可她们又有什么错呢?竟然让村长这么痛恨她们,不惜杀人挖心,事到如今,依旧不解恨意。
“她们不过是无辜的姑娘们,怎么就该死了?”楚文豫不解道。
明明只是单纯的少女,健康快乐的活下去就已经很困难了,为何还该死了?
“因为她们杀死了我的女儿!”村长义愤填膺的说道。
村长恨不得将死去的每一名少女都钉在耻辱柱上,让她们永世都不得超生。
凭什么那些少女可以无忧无虑的活着,而他的女儿就要无辜的惨死。
村长不服!
他要将其他的少女也杀害,让她们为自己的女儿陪葬,哪怕要背负千古的骂名,他也不在乎。
他的女儿,再也回不来了。
“你说什么?”楚文豫一脸惊诧的扫过村长,扫视了一周,看着那些少女,怎么看怎么无辜,她们才是受害者,怎么可能杀害村长的女儿?

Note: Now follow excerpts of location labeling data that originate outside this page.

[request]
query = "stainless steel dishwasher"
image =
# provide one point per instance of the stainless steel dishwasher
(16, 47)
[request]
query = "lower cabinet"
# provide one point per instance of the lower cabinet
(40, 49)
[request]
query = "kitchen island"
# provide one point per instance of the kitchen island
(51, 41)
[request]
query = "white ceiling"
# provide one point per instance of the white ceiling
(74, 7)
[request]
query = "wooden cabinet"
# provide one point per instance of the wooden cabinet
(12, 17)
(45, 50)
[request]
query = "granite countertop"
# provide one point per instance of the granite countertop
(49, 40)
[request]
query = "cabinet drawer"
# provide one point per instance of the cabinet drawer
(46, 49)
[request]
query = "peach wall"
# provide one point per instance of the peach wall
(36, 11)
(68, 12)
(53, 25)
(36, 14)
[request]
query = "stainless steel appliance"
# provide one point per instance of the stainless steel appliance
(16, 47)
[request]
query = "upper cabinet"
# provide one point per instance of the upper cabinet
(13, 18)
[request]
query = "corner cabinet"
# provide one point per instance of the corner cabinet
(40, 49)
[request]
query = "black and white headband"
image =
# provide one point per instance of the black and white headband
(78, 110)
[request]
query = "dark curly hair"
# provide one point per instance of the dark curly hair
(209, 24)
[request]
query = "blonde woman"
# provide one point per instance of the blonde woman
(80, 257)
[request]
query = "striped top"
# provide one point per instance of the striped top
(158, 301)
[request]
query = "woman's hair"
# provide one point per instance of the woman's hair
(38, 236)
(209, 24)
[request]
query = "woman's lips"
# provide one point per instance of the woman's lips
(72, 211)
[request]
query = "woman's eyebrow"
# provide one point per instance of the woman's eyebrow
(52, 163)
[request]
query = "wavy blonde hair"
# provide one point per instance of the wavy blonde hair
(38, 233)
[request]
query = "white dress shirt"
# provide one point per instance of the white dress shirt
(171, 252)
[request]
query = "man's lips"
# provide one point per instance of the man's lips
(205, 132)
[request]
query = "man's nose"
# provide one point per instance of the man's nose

扫视一周后,楚文豫最终目光定格在微生冥绝的脸上,他差一点就相信村长口中所说的了,“她们是怎么杀死的你女儿?”
听到这里,楚文豫还是有一丝动摇的,那些少女怎么就杀死了村长的女儿,这其中是不是有什么误会?
“我女儿要换心,她们都是自私之人,没有一个人肯救我女儿。”村长越说就越能想起他那可爱的小女儿,集结了她们全家人的宠爱,可惜就因为她们的冷漠而死去。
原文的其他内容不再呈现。